There are a lot of little problems I run across that I never investigate, simply because there’s no impact and no one seems to care. I have my hands full investigating issues that are impacting people, so investing time to chase down something else is usually not a good use of my time.

One of those errors is something that MfcMapi returns when you open public folders. In many environments, including some of my own lab environments, if you open MfcMapi and double-click Public Folders, you get a dialog box stating that error 0x8004010f MAPI_E_NOT_FOUND was encountered when trying to get a property list.

If you click OK, a second error indicates that GetProps(NULL) failed with the same error.

After clicking OK on that error, and then double-clicking on the public folders again, you get the same two errors, but then it opens. At this point you can see the folders and everything appears normal.

I’ve been seeing this error for at least five years - maybe closer to ten. It’s hard to say at this point, but I’ve been seeing it for so long, I considered it normal. I never looked into it, because no one cared.

That is, until I got a case on it recently.

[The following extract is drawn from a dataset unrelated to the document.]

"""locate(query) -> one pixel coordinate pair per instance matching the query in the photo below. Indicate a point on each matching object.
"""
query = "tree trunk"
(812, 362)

Some folks use MfcMapi as the benchmark to determine if things are working. If MfcMapi doesn’t work, then the problem is with Exchange, and their own product can’t be expected to work.

This was the basis for a recent case of mine. A third-party product wasn’t working, so they tried to open the public folders with MfcMapi, and got this error. Therefore, they could not proceed with troubleshooting until we fixed this error.

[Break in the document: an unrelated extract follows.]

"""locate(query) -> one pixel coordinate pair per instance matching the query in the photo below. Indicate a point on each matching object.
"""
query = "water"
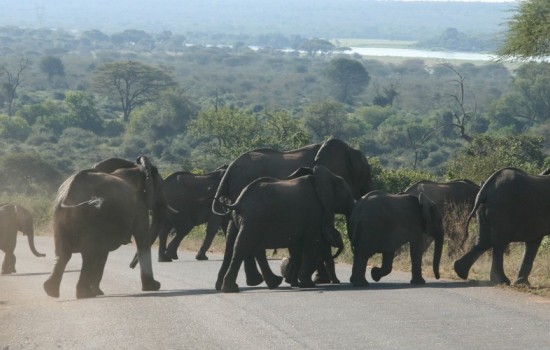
(415, 53)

Of course, as far as I knew, this error was totally normal, and I told them so, but they still wanted us to track it down. Fortunately, this provided a perfect opportunity to chase down one of those little errors that has bothered me for years, but that I never investigated.

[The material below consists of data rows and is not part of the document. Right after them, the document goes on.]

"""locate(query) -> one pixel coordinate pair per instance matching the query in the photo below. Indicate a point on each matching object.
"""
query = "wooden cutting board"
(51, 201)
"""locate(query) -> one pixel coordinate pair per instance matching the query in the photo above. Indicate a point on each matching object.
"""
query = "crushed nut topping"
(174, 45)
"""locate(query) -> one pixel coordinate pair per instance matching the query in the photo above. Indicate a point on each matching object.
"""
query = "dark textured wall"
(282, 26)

By debugging MfcMapi (hey, it’s open source, anyone can debug it) and taking an ExTRA trace on the Exchange side, we discovered that MfcMapi was trying to call GetPropList on an OAB that did not exist. Looking in the NON_IPM_SUBTREE, we only saw the EX: OAB, which Exchange hasn’t used since Exchange 5.5.

In Exchange 2000 and later, we use the various OABs created through the Exchange management tools. The name will still have a legacy DN, but it won’t start with EX:, so it’s easy to distinguish the real OABs from an old unused legacy OAB folder. Here’s what a real OAB looks like in the public folders, when it’s present:

In this case, we didn’t see the real OAB. We only saw the site-based OAB from the Exchange 5.5 days.

It turned out that the real OAB was set to only allow web-based distribution, not PF distribution. That explained why the OAB could not be seen in the NON_IPM_SUBTREE. Despite that fact, MfcMapi was still trying to call GetPropList on it. Since the folder didn’t exist, it failed with MAPI_E_NOT_FOUND.

Thus, one of the great mysteries of the universe (or at least my little Exchange Server universe) is finally solved!

In the customer environment, we fixed the error by enabling PF distribution for the OAB. I doubt this had anything to do with the issue the third-party tool was having, but who knows? At the very least, we were able to move the troubleshooting process forward by solving this, and maybe this blog post will save people from chasing their tails over this error in the future.